Tony Bobbitt

Personal information
- Born: October 22, 1979 (age 46) Daytona Beach, Florida
- Nationality: American
- Listed height: 6 ft 4 in (1.93 m)
- Listed weight: 205 lb (93 kg)

Career information
- High school: Mainland (Daytona Beach, Florida)
- College: College of Southern Idaho (2000–2002); Cincinnati (2002–2004);
- NBA draft: 2004: undrafted
- Playing career: 2004–2012
- Position: Shooting guard
- Number: 15

Career history
- 2005: Los Angeles Lakers
- 2005–2006: Air Avellino
- 2006–2007: Bakersfield Jam
- 2007: Colorado 14ers
- 2007: Oklahoma Storm
- 2008: Eisbären Bremerhaven
- 2008: Colorado 14ers
- 2009–2010: Maine Red Claws
- 2010: Springfield Armor
- 2010: AEK Larnaca
- 2010–2011: Huracanes de Tampico
- 2011: Springfield Armor
- 2011–2012: Idaho Stampede

Career highlights
- Third-team All-C-USA (2004);
- Stats at NBA.com
- Stats at Basketball Reference

= Tony Bobbitt =

American basketball player (born 1979)

Tony Rachaun Bobbitt (born October 22, 1979) is a former American professional basketball player.

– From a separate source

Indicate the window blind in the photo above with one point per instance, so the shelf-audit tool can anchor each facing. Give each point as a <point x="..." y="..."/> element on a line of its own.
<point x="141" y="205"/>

Bobbitt played alongside National Basketball Association (NBA) player Vince Carter at Daytona Beach Mainland High School, where he graduated in 1999. Bobbitt played for the College of Southern Idaho (NJCAA) from 2000 to 2002 and then transferred to the University of Cincinnati for his junior and senior years. As a senior with the Bearcats, Bobbitt averaged 13.3 points per games and was named third-team all-conference in Conference USA, becoming just the third reserve in the league's then-nine year history to earn all-conference honors. He was signed as an undrafted free agent by the Los Angeles Lakers in January 2005, playing 2 games for them during the 2004–05 NBA season.